While John was reflecting on his past, Finch Archer, the warden of McNeil
Island was thinking about where John Stadig was at that moment. He was fairly
certain his men had him surrounded. Every available guard, with rifles, machine
guns and pistols at the ready, had been sent to beat through the heavy brush in
search of the convict. Given Stadig’s history of escaping custody, the powers
that be would say he shouldn’t have been allowed near a truck. If he managed to
avoid capture it would have been embarrassing for both Archer and his prison,
so as an extra incentive a reward of fifty dollars was offered to whoever found
him first.
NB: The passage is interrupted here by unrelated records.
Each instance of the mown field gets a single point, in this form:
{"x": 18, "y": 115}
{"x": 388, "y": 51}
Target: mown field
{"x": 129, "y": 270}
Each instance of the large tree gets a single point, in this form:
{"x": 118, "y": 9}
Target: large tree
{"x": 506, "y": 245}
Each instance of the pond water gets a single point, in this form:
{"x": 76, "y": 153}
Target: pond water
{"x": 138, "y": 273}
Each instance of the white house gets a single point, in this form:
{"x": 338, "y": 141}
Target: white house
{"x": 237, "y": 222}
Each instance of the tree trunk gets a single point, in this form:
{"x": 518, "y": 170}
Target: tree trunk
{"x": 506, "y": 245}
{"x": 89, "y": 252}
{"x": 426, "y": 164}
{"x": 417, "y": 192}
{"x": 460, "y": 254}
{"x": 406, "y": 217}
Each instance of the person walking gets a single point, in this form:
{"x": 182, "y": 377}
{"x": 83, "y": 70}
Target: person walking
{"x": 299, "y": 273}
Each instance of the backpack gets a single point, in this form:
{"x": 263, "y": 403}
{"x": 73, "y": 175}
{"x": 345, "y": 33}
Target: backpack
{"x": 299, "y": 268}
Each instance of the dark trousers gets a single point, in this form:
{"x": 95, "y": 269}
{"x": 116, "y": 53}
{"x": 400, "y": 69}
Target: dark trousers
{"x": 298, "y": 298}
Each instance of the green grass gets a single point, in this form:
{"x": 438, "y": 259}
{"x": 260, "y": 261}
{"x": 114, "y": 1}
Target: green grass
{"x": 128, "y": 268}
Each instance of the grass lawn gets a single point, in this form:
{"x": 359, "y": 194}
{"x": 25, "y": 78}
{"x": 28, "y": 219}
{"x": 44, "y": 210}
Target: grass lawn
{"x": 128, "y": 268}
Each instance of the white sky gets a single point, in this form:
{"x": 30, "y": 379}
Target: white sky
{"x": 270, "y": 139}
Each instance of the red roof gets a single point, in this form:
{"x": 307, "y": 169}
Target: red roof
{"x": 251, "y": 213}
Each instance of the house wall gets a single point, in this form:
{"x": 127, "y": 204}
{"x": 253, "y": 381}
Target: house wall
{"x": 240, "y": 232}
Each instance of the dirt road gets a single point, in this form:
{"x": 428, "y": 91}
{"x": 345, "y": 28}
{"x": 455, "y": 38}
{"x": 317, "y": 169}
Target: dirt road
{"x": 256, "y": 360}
That same prize was dangled by radio to the police on the mainland.
This was big money in hard times for a cop or a guard.
Stadig managed to shiver in hiding through the cold, damp night while
flashlights darted all around him. He held his breath when boots crunched down
on twigs close to his hiding place. His stomach was empty throughout the next
day, and his body was stiff from curling himself up as tight and small and
still as he could. As the second afternoon came to a close he was starting to
hope that he’d be captured again just so he could move and eat, even if only in
a dark cell with a piece of stale bread once a day. That crust was beginning to
seem more and more delicious the longer he lay there listening to his stomach on the rough ground.
About thirty hours after his escape, at around 7:45 in the evening, a
guard found John Stadig crouching in the bushes on the north-east corner of the
island. He sighed with relief, surrendered, and was immediately led to a dark
cell for the next sixteen days as punishment. During that time he ate mostly
bread and water, though Christian charity compelled the prison to give him a
full meal on each of his two Sundays in the hole.
Two years were added to his sentence.